Photo by MargauxV (Licensed under CC)

Photo by MargauxV (licensed under CC)

Those that are members of the Google Books settlement are not unknowledgeable about issues of copyright and licensing. The settlement specifically only incorporates copyright holders of books that have been registered with the United States Copyright Office. Authors that do not know enough about copyright to register are not considered members of the settlement class and therefore retain their rights against Google. Those that have registered fall into one of two categories: either they are book publishers that share or own copyright in the books, or they are individual authors. To argue that book publishers, who work with copyright issues on a daily basis, are not aware of what rights are involved in the settlement would be an odd claim, so I must assume that Student’s concern was primarily directed at book authors that had sufficient knowledge of copyright to register their books. For those authors, Google and the class action plaintiffs have not only created a website from which authors can download the settlement agreement, but they have also summarized that agreement in question and answer style so that those that are not legally trained may understand what is happening with their rights. For those that still have questions, they can contact the settlement administrator by mail or e-mail. The administrator will answer any questions, and from personal experience, they respond within 48 hours.

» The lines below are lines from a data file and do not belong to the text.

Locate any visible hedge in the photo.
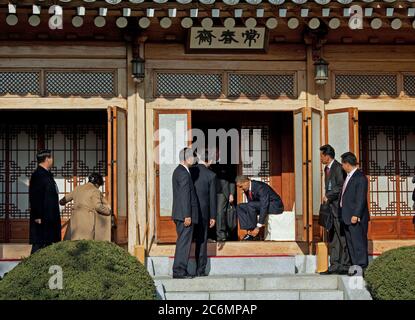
[0,240,156,300]
[365,246,415,300]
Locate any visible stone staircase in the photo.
[147,255,371,300]
[155,275,344,300]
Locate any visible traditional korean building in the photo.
[0,0,415,256]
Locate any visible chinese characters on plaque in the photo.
[189,27,265,50]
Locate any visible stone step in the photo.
[147,256,296,276]
[0,243,32,260]
[165,290,344,300]
[154,275,339,293]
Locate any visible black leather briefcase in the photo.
[318,202,333,230]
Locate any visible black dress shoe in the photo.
[337,270,349,275]
[242,234,255,241]
[196,272,207,277]
[319,270,332,276]
[173,274,194,279]
[320,269,339,275]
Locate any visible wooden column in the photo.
[127,39,148,254]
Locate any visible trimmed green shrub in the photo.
[365,246,415,300]
[0,240,156,300]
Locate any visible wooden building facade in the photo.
[0,0,415,255]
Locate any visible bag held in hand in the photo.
[318,202,333,230]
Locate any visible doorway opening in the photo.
[155,110,305,243]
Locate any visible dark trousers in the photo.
[173,220,193,276]
[194,218,209,274]
[216,194,228,240]
[344,218,369,268]
[328,217,350,271]
[236,201,261,230]
[30,243,51,254]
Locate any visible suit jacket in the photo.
[341,169,369,225]
[247,180,284,224]
[64,182,111,241]
[172,164,199,224]
[29,166,61,244]
[211,164,236,200]
[324,160,345,217]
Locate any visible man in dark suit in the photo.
[190,150,217,277]
[412,177,415,211]
[172,148,199,279]
[29,150,61,254]
[320,144,350,274]
[340,152,369,275]
[235,176,284,240]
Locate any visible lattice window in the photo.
[361,126,415,216]
[45,124,107,218]
[0,124,107,219]
[228,73,296,97]
[0,125,6,219]
[156,73,223,97]
[241,126,271,182]
[5,125,38,219]
[0,72,40,95]
[45,71,115,96]
[335,74,398,97]
[403,75,415,96]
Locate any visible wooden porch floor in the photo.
[0,240,415,260]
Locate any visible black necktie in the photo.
[324,166,330,177]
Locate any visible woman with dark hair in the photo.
[60,173,111,241]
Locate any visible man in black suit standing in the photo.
[340,152,369,275]
[235,176,284,241]
[172,148,198,279]
[320,144,350,274]
[190,150,217,277]
[29,150,61,254]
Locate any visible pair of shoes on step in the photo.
[242,233,259,241]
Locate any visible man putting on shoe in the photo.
[235,176,284,240]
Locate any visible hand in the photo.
[351,216,360,224]
[229,194,235,203]
[249,227,259,237]
[184,218,192,227]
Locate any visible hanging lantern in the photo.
[314,58,329,85]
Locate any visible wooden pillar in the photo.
[127,38,148,254]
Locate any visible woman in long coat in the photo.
[60,173,111,241]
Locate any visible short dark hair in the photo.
[199,149,216,162]
[235,175,250,183]
[88,172,104,187]
[341,152,357,166]
[179,147,196,161]
[36,149,52,164]
[320,144,336,159]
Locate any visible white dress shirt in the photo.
[340,168,357,207]
[181,163,190,173]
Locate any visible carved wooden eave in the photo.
[0,0,415,43]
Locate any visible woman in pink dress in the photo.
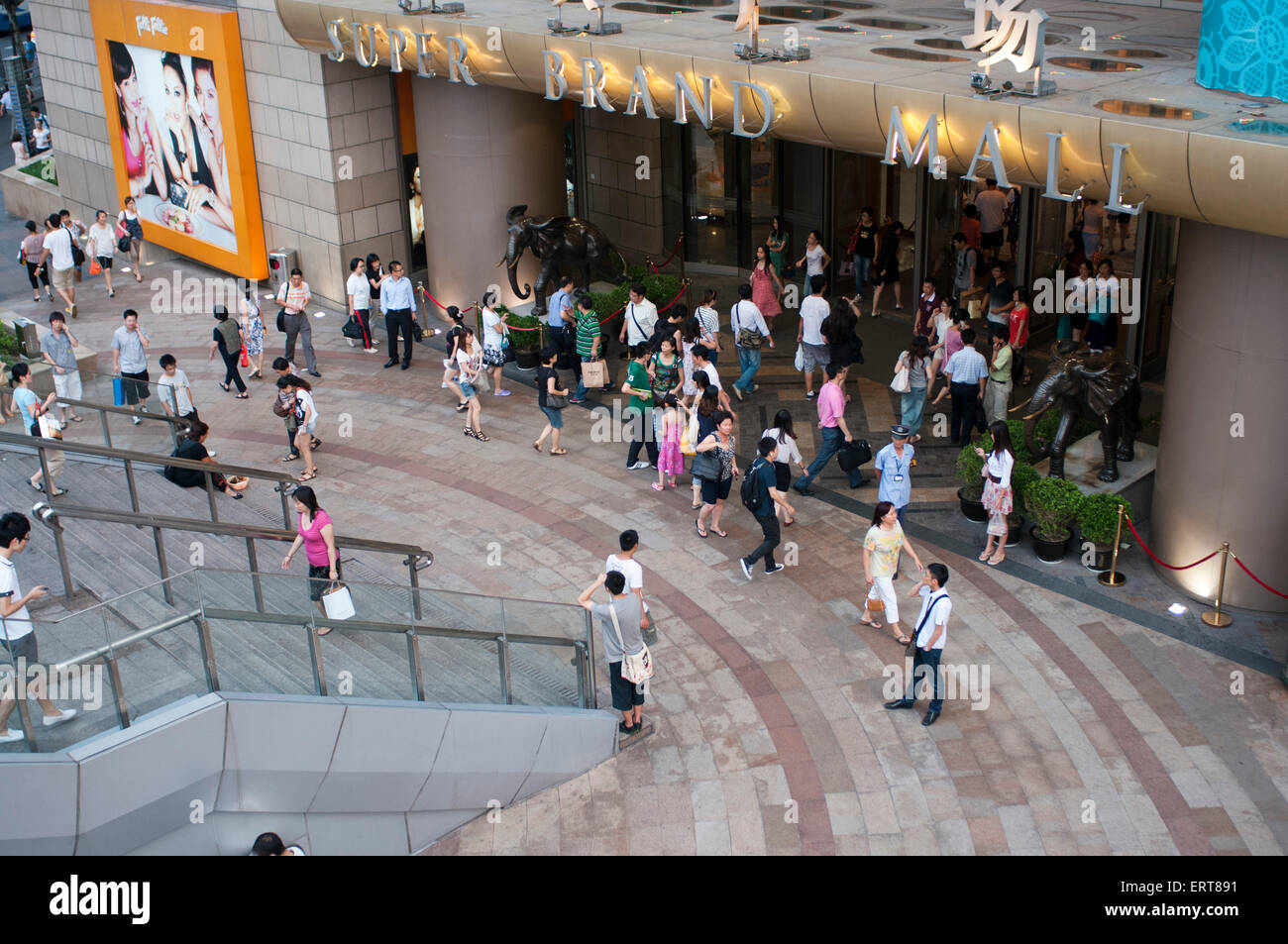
[747,246,783,325]
[653,393,690,492]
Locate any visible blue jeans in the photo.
[796,426,863,488]
[854,255,872,295]
[899,386,926,435]
[733,345,760,393]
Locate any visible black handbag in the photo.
[836,439,872,472]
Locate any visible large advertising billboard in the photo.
[90,0,268,279]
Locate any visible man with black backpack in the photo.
[738,437,796,579]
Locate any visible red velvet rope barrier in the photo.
[417,286,474,314]
[1231,554,1288,599]
[1124,515,1221,571]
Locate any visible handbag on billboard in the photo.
[581,361,608,387]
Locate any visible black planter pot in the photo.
[957,485,988,522]
[1029,524,1073,564]
[1083,544,1115,574]
[1006,512,1024,548]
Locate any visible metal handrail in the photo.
[0,430,297,528]
[0,568,599,752]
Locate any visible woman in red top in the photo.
[1010,288,1033,386]
[747,246,783,320]
[282,485,340,636]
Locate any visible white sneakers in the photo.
[42,708,76,728]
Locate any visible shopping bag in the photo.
[581,361,608,389]
[322,580,357,619]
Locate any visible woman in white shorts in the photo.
[859,501,923,645]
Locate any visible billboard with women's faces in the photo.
[90,0,268,279]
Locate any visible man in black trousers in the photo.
[380,259,416,369]
[885,564,953,728]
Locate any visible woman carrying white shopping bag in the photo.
[282,485,353,636]
[577,571,653,734]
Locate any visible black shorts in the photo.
[309,564,344,602]
[121,370,149,407]
[608,662,644,711]
[702,477,733,505]
[0,632,38,664]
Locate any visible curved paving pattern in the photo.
[10,266,1288,854]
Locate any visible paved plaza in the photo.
[5,262,1288,855]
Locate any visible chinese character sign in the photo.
[962,0,1047,85]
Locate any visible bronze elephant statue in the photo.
[1024,342,1140,481]
[497,203,626,317]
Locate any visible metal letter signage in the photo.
[962,0,1047,87]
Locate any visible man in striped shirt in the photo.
[277,269,322,377]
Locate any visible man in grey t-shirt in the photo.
[577,571,644,734]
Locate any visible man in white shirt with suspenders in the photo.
[885,564,953,728]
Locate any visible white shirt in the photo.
[158,367,192,416]
[760,428,802,465]
[912,587,953,649]
[483,308,505,351]
[44,228,73,269]
[805,246,823,275]
[623,299,657,347]
[729,300,769,342]
[604,554,648,613]
[344,271,371,312]
[802,295,832,344]
[693,305,720,338]
[984,452,1015,488]
[0,558,31,643]
[89,223,116,259]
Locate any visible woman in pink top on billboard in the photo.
[107,40,167,197]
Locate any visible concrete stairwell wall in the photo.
[0,692,617,855]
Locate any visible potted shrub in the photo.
[1024,477,1082,564]
[1006,461,1042,548]
[1078,493,1130,571]
[957,437,992,522]
[496,305,541,370]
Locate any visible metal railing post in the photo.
[304,621,326,695]
[205,472,219,522]
[585,609,599,708]
[496,636,514,704]
[407,628,425,702]
[246,535,266,613]
[103,653,130,728]
[121,459,142,515]
[196,617,219,691]
[152,527,174,606]
[403,554,420,619]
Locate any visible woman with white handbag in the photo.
[890,335,930,443]
[9,362,67,496]
[577,571,653,734]
[282,485,353,636]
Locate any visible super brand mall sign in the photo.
[326,20,1141,215]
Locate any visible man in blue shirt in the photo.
[380,261,416,369]
[546,275,577,355]
[738,437,796,579]
[944,329,988,446]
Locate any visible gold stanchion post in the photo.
[1096,503,1127,587]
[1202,541,1234,627]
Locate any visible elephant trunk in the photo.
[1024,373,1060,463]
[505,233,532,299]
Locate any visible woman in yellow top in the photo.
[859,501,924,645]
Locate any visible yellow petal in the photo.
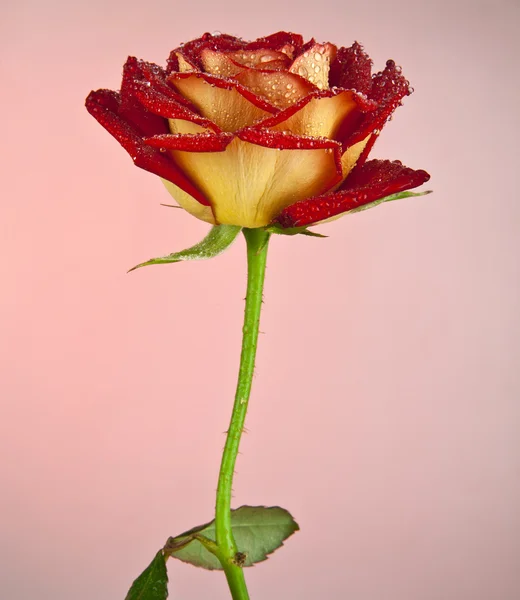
[168,119,212,133]
[289,44,337,90]
[175,52,196,73]
[200,48,289,77]
[167,138,338,227]
[169,73,274,132]
[162,179,217,225]
[262,91,357,139]
[235,69,316,109]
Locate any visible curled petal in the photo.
[169,73,277,132]
[245,31,303,58]
[253,90,372,142]
[168,31,303,73]
[235,69,316,109]
[289,44,336,90]
[200,48,290,77]
[329,42,372,95]
[144,133,234,152]
[86,90,209,205]
[347,60,412,144]
[275,160,430,228]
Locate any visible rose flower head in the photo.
[86,32,429,229]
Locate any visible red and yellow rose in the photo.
[86,32,429,228]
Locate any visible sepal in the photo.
[128,225,242,273]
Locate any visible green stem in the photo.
[215,229,269,600]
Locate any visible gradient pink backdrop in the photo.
[0,0,520,600]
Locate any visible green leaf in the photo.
[129,225,242,272]
[125,550,168,600]
[343,190,433,215]
[164,506,299,570]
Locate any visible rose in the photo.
[86,32,429,228]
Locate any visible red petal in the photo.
[276,160,430,227]
[120,56,220,135]
[168,31,303,73]
[143,133,234,152]
[245,31,303,57]
[347,60,412,145]
[329,42,372,95]
[85,90,209,206]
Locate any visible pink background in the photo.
[0,0,520,600]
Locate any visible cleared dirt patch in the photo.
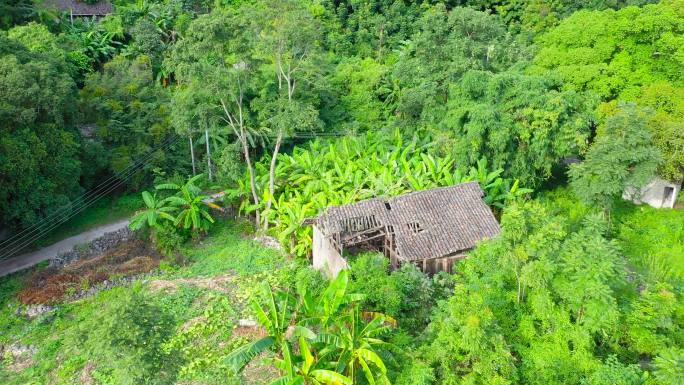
[18,240,162,305]
[149,275,235,293]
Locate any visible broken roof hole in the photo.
[406,222,425,234]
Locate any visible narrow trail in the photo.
[0,219,128,277]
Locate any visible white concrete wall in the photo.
[622,177,682,208]
[313,225,349,277]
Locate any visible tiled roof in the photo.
[317,182,501,260]
[43,0,114,16]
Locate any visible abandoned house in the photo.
[622,177,682,209]
[309,182,500,276]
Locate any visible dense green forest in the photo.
[0,0,684,385]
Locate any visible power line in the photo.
[0,136,175,260]
[0,137,180,260]
[0,135,179,249]
[0,131,349,260]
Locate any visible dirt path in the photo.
[0,219,128,277]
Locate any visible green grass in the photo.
[613,202,684,283]
[35,194,142,247]
[538,188,684,283]
[0,221,292,385]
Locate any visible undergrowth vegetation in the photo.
[230,131,530,256]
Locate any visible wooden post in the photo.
[190,134,197,176]
[204,129,211,182]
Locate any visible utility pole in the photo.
[204,129,211,182]
[190,133,197,176]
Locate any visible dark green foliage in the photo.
[0,35,81,227]
[427,203,682,384]
[350,254,453,335]
[81,56,187,187]
[440,71,594,187]
[569,104,662,211]
[394,6,526,121]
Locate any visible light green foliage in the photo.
[532,0,684,181]
[129,174,219,246]
[638,82,684,181]
[163,296,240,383]
[155,174,218,234]
[322,0,422,59]
[534,0,684,100]
[568,104,661,211]
[614,204,684,284]
[129,191,175,230]
[582,356,645,385]
[394,5,525,121]
[649,345,684,385]
[227,270,394,384]
[333,58,395,131]
[232,132,530,256]
[350,254,452,335]
[81,56,187,186]
[626,284,684,355]
[429,203,624,384]
[440,71,594,187]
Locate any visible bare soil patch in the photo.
[149,275,235,293]
[18,240,162,305]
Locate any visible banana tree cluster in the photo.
[129,174,218,233]
[230,132,530,256]
[226,270,396,385]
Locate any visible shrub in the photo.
[350,253,402,318]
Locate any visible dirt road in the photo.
[0,219,128,277]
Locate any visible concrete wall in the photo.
[313,225,349,277]
[50,226,136,267]
[622,177,682,208]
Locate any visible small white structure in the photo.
[622,177,682,209]
[313,224,349,277]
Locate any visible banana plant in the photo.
[270,337,353,385]
[233,132,530,256]
[225,283,296,372]
[128,191,176,230]
[155,174,214,233]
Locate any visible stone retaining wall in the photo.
[50,227,136,267]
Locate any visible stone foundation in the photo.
[50,227,136,268]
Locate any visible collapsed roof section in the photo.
[315,182,501,261]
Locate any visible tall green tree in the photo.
[531,0,684,181]
[568,104,662,211]
[394,5,526,120]
[167,9,261,225]
[80,56,184,188]
[429,203,641,385]
[0,35,81,228]
[440,71,595,187]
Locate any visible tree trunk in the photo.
[264,131,283,230]
[204,130,211,182]
[190,134,197,176]
[240,134,261,225]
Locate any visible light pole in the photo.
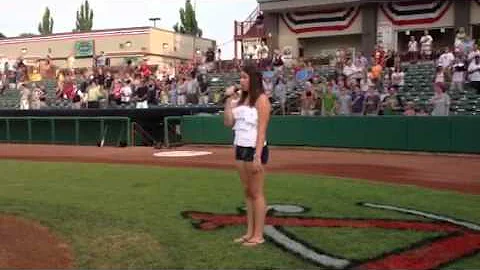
[149,18,162,28]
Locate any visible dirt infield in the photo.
[0,216,72,269]
[0,144,480,194]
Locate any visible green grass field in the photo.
[0,161,480,269]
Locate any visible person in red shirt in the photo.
[373,45,385,67]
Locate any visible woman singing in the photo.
[224,63,270,246]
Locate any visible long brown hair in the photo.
[239,64,265,107]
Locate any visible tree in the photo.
[173,0,203,37]
[38,7,53,35]
[75,0,93,32]
[18,33,35,37]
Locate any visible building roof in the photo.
[0,26,214,45]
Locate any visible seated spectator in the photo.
[322,83,337,116]
[19,83,31,110]
[430,83,450,116]
[134,80,148,109]
[336,88,352,116]
[382,87,403,115]
[352,86,365,116]
[408,35,418,63]
[300,82,317,116]
[420,30,433,60]
[274,77,287,115]
[403,101,416,116]
[392,67,405,86]
[120,79,133,105]
[385,50,395,69]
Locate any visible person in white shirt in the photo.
[450,57,467,91]
[224,62,271,247]
[408,36,418,63]
[19,83,31,110]
[420,30,433,60]
[430,83,450,116]
[120,80,133,104]
[343,59,362,86]
[468,55,480,95]
[468,44,480,61]
[392,67,405,86]
[438,47,455,69]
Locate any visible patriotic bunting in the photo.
[282,7,360,34]
[380,0,454,25]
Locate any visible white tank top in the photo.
[232,105,258,148]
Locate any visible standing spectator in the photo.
[352,86,365,116]
[185,77,198,104]
[438,47,455,78]
[433,66,445,84]
[420,30,433,60]
[364,87,380,116]
[263,77,273,98]
[274,77,287,115]
[134,80,148,109]
[450,57,467,91]
[216,48,222,72]
[272,50,283,74]
[87,80,104,109]
[430,83,450,116]
[95,51,107,67]
[120,79,133,105]
[468,44,480,61]
[343,59,362,86]
[322,83,337,116]
[177,77,187,106]
[300,83,317,116]
[19,83,31,110]
[373,45,385,68]
[337,88,352,116]
[403,101,416,116]
[392,67,405,86]
[468,55,480,95]
[408,35,418,63]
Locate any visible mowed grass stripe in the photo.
[0,161,480,269]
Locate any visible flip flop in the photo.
[242,239,265,247]
[233,236,248,243]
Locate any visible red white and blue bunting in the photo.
[380,0,452,25]
[282,7,360,34]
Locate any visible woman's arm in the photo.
[223,86,235,128]
[255,94,271,161]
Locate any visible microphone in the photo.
[222,84,240,103]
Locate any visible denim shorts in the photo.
[235,145,270,164]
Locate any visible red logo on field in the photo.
[182,203,480,270]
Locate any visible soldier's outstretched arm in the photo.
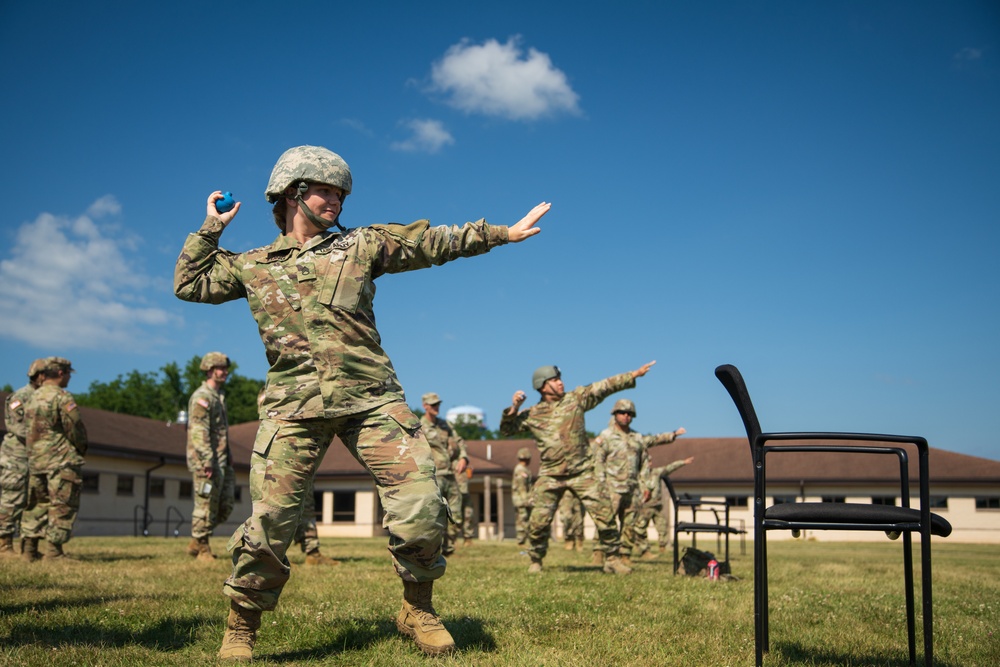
[507,202,552,243]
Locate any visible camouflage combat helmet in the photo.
[531,366,562,391]
[28,357,49,380]
[198,352,232,371]
[611,398,635,419]
[264,146,351,204]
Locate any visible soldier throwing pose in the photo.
[174,146,549,660]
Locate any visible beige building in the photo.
[0,392,1000,543]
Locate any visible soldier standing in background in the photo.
[420,392,469,556]
[510,447,534,544]
[174,146,550,660]
[559,493,584,552]
[500,361,656,574]
[187,352,236,561]
[21,357,87,562]
[594,398,687,564]
[0,359,46,555]
[632,456,694,560]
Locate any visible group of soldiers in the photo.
[0,357,87,562]
[500,361,693,574]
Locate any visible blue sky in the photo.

Given all of these avenues of information, I find it unconvincing that these somewhat informed authors would not be able to get the information necessary to understand the settlement. The remaining question then is whether the class members will be provided adequate notice. Again, the definition of the settlement class helps assist the class members. By defining the class as only those that have registered with the Copyright Office, the class administrator automatically started out with access to fairly accurate contact information for the rights holders. One might argue that since registering an author might have moved, but most authors that would care enough about their rights to be concerned about the settlement would likely update their copyright registrations with that information. In addition, there is a settlement website, and there has been quite a bit of media exposure concerning the entire case. Finally, Google has paid for an international advertising campaign by which hopefully any author who falls through the cracks will be informed. Student is right that this is constructive notice, but what a construction! Even in a “regular” lawsuit a party can be given notice by constructive notice, such as publication in newspapers, and I am sure that those notices are not nearly as clear or widely read as the ones in this class action.

Student also raised concerns about “other people getting to litigate a person’s rights absent proof that that person was sufficient notified of her involvement.” I have already pointed out that notice of the settlement will more than likely reach all those affected, but even if it didn’t those involved in the settlement negotiations came as close to representing those affected as one could muster, including representatives from both the Author’s Guild and the Association of American Publishers.

In my opinion, anyone who has enough copyright knowledge to register their work with the Copyright Office and who has notice that a settlement regarding their rights has been reached, should be expected to go online and choose to opt-out if that is what they want to do. I apologize if that opinion appears to be “bashing” these authors, but honestly one can not imagine a more tailored and informed class.